The doses were procured through the UN body's Covax programme, which aims to provide equitable worldwide access to vaccines against COVID-19.
Thirty-five to 40 per cent of the vaccines would be made available in the first quarter of 2021, and 60 to 65 per cent in the second quarter, a WHO spokesperson told AFP.
The health directorate for the opposition-held territory said it expected to receive 120,000 doses of the AstraZeneca vaccine by next month.
"They will cover 60,000 people," starting with front-line health workers, the elderly and chronically ill people, said its spokesman Imad Zahran.
Syria's northwest, much of which is controlled by Hayat Tahrir Al Sham, (HTS), is home to some four million people, including 2.8 million in need of urgent assistance.
HTS is an alliance dominated by ex-members of Syria's former Al Qaeda affiliate.
Rights groups fear crowded displacement camps in the area could be especially conducive to a critical coronavirus outbreak.
The rebel stronghold has reported 21,136 infections and 408 fatalities since its outbreak began last year.
In government-held areas of Syria, authorities have recorded 15,230 coronavirus infections and 1,001 fatalities.
Territories under Kurdish control in the country's northeast have recorded nearly 8,600 cases and 313 deaths.
But doctors and rights organisations believe the numbers are probably much higher, especially in northeast Syria where rights groups say the government has refused to allow the UN to set up COVID testing labs.

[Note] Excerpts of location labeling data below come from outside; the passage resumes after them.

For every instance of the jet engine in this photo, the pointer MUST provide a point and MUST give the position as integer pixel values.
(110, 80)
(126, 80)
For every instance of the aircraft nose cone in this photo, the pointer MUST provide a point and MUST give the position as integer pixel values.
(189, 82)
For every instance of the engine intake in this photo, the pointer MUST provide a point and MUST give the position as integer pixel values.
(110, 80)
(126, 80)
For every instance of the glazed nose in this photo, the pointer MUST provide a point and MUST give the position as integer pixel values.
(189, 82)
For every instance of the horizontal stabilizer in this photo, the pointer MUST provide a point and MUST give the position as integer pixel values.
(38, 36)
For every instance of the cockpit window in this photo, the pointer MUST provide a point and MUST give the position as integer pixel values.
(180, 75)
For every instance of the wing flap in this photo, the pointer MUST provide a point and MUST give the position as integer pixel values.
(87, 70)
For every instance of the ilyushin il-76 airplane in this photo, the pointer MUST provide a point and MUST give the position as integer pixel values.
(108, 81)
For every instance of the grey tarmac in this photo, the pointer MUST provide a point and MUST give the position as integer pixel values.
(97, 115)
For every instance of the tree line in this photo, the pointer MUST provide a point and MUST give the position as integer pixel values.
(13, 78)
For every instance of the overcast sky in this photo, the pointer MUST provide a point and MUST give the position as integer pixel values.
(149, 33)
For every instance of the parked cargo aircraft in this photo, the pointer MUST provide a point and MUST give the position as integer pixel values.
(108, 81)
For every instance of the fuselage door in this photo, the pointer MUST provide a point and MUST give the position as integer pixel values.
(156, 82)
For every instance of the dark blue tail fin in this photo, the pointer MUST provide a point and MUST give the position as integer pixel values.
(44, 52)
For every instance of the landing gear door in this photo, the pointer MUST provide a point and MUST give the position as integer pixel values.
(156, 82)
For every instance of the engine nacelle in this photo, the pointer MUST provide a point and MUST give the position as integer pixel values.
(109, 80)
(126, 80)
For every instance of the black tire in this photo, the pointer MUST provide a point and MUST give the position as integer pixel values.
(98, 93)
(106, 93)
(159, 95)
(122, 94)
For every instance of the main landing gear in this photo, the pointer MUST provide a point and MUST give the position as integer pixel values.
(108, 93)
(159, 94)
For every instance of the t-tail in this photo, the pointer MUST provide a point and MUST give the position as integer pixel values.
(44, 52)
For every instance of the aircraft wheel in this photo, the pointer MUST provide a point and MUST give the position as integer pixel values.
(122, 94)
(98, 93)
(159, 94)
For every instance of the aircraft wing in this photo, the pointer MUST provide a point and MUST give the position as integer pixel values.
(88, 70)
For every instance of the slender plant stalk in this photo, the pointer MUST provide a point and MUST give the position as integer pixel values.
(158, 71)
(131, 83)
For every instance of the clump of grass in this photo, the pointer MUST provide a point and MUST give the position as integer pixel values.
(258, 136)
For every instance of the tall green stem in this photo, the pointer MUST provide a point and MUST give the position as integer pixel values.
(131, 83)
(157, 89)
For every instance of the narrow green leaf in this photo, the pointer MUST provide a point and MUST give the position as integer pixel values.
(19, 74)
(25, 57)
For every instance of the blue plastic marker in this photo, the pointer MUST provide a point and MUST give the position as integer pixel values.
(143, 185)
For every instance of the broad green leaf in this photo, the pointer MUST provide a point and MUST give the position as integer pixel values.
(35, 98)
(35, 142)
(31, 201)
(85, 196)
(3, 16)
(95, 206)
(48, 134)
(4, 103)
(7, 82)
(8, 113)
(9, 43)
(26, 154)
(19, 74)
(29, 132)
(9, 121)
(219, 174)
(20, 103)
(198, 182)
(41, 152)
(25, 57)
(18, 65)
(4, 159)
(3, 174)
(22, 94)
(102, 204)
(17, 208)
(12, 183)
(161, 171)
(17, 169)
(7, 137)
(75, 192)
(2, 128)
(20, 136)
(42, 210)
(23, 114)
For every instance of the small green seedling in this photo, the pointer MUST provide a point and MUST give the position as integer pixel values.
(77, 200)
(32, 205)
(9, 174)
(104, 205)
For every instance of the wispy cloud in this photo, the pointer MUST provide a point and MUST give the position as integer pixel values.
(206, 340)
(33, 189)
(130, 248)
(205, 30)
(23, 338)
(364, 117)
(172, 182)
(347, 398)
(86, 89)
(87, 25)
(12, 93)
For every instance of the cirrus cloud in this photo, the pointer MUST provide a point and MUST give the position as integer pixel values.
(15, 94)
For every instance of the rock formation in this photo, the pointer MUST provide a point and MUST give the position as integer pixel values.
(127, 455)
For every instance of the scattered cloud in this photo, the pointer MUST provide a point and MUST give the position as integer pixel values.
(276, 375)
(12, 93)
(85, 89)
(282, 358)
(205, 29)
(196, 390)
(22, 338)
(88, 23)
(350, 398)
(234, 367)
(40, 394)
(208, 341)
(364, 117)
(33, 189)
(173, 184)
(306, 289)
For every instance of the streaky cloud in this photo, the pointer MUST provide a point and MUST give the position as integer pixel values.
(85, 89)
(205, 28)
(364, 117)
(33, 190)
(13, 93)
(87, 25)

An official with the Kurdish administration in northeast Syria said they were "in talks with the WHO for the procurement of the coronavirus vaccine but have yet to clinch a deal".
In December, the government in Damascus submitted a request to join WHO’s Covax initiative and in January it said it had officially signed on.
The WHO, together with the UN children’s agency UNICEF and Gavi, said they would support Syria in acquiring jabs to initially cover at least 3 per cent of the population and aim for 20 per cent by the end of the year.
Syria has also authorised the use of Russia’s Sputnik V coronavirus vaccine, its embassy in Moscow said on Monday.
Human Rights Watch this month urged support for aid groups to ensure “equitable” distribution of coronavirus vaccines across all of war-torn Syria, warning against any discriminatory approach by Damascus.